Я взял на заметку этот совет Питерсона, как только Дичок тут появился и еще стоял за дверью моего кабинета. Но позволил себе мельком взглянуть на то, как обмякшее и безвольное тело Дичка полунесут-полуволочат в отведенное ему помещение. У меня в руках был отчет о его недавнем прошлом, составленный и переданный мне социальными работниками, которые и обнаружили Дичка. В руках у Бет — она показывала санитарам, куда нести пациента, — был магнитофон и стопка аудиокассет. Это — как, безусловно, угадал бы Питерсон — был мой подозрительный прибор, мой способ представиться Дичку, или, что гораздо важнее, способ, благодаря которому Дичок должен был представиться мне. Удивительно — нет, просто поразительно, — как это никто раньше не додумался предоставить в его распоряжение такую роскошь, как магнитофон. Думаю, просто никому не было до него дела, его состояние оценивалось как абсолютно безнадежное, шансы вновь сделать из него достойного члена общества были сочтены весьма низкими, и, следовательно, нужда в интенсивном лечении отпала. Проигранное дело смотрится невыгодно в проспектах для наших государственных попечителей. Если бы его нашли, когда он был младше, то, может, ему повезло бы больше, его бы удостоили большего внимания, но так уж вышло: он оказался в двух шагах от картонного дома и лошадиных доз метадона.

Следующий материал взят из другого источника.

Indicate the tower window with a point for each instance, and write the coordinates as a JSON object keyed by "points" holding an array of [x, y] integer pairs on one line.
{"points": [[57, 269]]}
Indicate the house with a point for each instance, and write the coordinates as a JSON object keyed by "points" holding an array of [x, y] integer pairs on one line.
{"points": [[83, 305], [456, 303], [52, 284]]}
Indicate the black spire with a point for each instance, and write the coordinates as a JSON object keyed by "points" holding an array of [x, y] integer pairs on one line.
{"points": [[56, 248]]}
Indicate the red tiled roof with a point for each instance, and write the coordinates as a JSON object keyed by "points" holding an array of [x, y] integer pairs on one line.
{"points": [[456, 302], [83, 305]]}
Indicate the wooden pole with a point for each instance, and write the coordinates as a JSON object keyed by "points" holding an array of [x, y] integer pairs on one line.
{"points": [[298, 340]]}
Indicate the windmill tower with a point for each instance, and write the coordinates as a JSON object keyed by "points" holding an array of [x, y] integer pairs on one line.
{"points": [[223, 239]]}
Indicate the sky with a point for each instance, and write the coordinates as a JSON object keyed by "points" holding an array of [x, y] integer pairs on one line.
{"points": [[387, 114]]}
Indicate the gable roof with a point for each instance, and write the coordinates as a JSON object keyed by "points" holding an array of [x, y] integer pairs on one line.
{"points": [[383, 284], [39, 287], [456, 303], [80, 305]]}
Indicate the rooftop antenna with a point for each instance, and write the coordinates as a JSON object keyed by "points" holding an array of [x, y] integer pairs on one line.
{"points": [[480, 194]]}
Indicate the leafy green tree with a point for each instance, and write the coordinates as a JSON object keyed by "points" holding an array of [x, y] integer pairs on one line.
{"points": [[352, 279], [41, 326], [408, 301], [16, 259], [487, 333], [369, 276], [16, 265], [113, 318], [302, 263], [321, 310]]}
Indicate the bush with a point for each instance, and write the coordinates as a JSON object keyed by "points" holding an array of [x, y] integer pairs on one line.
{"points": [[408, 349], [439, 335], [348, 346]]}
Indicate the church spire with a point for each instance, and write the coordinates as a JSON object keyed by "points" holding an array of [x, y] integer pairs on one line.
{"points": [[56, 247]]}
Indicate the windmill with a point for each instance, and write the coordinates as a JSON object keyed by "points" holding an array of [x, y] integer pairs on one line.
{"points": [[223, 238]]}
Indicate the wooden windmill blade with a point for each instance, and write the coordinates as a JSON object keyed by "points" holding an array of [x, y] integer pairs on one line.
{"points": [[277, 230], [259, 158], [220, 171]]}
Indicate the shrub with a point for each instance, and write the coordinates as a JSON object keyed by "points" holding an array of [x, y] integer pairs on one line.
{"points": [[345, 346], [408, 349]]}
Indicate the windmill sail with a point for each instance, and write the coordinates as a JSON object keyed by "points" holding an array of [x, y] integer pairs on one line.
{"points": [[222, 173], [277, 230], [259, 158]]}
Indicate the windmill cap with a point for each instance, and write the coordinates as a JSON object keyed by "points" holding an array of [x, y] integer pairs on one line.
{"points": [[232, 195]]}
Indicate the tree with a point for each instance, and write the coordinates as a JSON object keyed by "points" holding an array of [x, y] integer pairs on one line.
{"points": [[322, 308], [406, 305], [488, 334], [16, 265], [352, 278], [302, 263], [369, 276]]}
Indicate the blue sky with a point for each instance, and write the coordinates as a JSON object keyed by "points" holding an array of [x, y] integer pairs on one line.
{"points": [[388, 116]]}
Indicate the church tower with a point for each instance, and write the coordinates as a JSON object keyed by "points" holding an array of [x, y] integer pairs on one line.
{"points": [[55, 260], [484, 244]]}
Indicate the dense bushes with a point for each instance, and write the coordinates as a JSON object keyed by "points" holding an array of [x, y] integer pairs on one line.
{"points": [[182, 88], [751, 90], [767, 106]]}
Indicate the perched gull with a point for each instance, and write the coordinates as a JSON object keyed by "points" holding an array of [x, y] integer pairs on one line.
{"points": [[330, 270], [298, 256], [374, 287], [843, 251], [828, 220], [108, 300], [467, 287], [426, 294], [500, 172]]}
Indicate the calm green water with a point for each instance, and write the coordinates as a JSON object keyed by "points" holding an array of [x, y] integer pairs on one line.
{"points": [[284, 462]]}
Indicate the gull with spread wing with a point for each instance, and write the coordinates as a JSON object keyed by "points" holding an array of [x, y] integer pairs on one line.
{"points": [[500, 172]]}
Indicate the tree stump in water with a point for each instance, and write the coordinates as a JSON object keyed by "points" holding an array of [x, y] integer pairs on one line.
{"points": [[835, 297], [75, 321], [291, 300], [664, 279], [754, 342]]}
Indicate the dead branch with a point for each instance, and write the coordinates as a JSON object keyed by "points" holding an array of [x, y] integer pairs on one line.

История пациента, составленная социальными работниками, была короткой. Дичка обнаружили в квартире, напоминавшей выгребную яму, в большом викторианском доме. Видимо, соседей насторожил тошнотворный запах, просачивавшийся из-за двери на лестничной площадке второго этажа. Это был дом, где квартиры сдавались внаем, поэтому никто из жильцов, позже опрошенных социальными работниками, понятия не имел о том, кто там жил. Когда же наконец полиция выломала дверь, там обнаружили Дичка, валявшегося в собственных нечистотах на постели с простынями, затвердевшими как картон. Вначале полицейские решили, что он мертв: им знаком был этот запах тела, долгое время пролежавшего в неподвижности. Но оказалось, что Дичок жив, а вонь исходила от разнообразных веществ, медленно разлагавшихся в течение ряда лет, — от объедков до ороговевшей кожи, от траченных молью штор до полусъеденных трупиков мышей и крыс.